Our approach combines self-supervised learning, multimodal contrastive learning, and LVLM-based re-ranking to boost image-to-image and text-to-image retrieval in the ENTRep Challenge.
1. Self-Supervised Image Encoder
We train an image encoder \(f_\phi\) for endoscopic images using a SimCLR-inspired self-supervised contrastive learning strategy. Each original image is augmented twice to create a positive pair \((x, x^+)\), while all other augmented samples act as negatives \(x^-\). With temperature parameter \(\tau\), the InfoNCE loss is:
\[ \mathcal{L}_x = - \log \frac{\exp( sim(z_x, z_{x^+}) / \tau )} {\exp( sim(z_x, z_{x^+}) / \tau ) + \sum_{z_{x^-}} \exp( sim(z_x, z_{x^-}) / \tau )} \] \[ \mathcal{L} = \frac{1}{2B} \sum_{x} \mathcal{L}_x \]
2. Multimodal Contrastive Learning
The pretrained image encoder \(f_\phi\) is fine-tuned jointly with a text encoder \(f_\theta\) for cross-modal alignment.
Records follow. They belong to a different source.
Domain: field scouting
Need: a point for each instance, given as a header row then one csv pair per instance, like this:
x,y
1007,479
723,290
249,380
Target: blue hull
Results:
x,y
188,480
Given matched imageβtext pairs \((x, q)\) and their negatives \((x^-, q^-)\), the losses are:
\[ \mathcal{D}_{x,q} = - \log \frac{\exp( sim(z_q, z_x)/\tau )} {\exp( sim(z_q, z_x)/\tau ) + \sum_{z_{x^-}} \exp( sim(z_q, z_{x^-})/\tau )} \] \[ \mathcal{H}_{x,q} = - \log \frac{\exp( sim(z_x, z_q)/\tau )} {\exp( sim(z_x, z_q)/\tau ) + \sum_{z_{q^-}} \exp( sim(z_x, z_{q^-})/\tau )} \] \[ \mathcal{L} = \frac{1}{2B} \sum_{(x,q)} \left( \mathcal{D}_{x,q} + \mathcal{H}_{x,q} \right) \]
3. LVLM-based Dual-Score Fusion (LDSF) Re-ranking
To address the similarity of clinical descriptions and improve text-to-image retrieval, we introduce LDSF re-ranking. The system first retrieves top-\(k\) candidates using cosine similarity \(s_{\text{init}}\), then an LVLM (e.g., Gemini 2.5 Pro) estimates semantic relevance \(s_{\text{LVLM}}\). The final score is:
\[ s_{\text{final}}(z_q, z_x) = \frac{1}{2} \left[ s_{\text{init}}(z_q, z_x) + s_{\text{LVLM}}(z_q, z_x) \right] \]

Figure 3: Illustrating the capability of LVLMs (e.g., Gemini) to understand and interpret endoscopic images.

Figure 4: Instruction prompt for large VLMs to evaluate the relevance score of the retrieval results.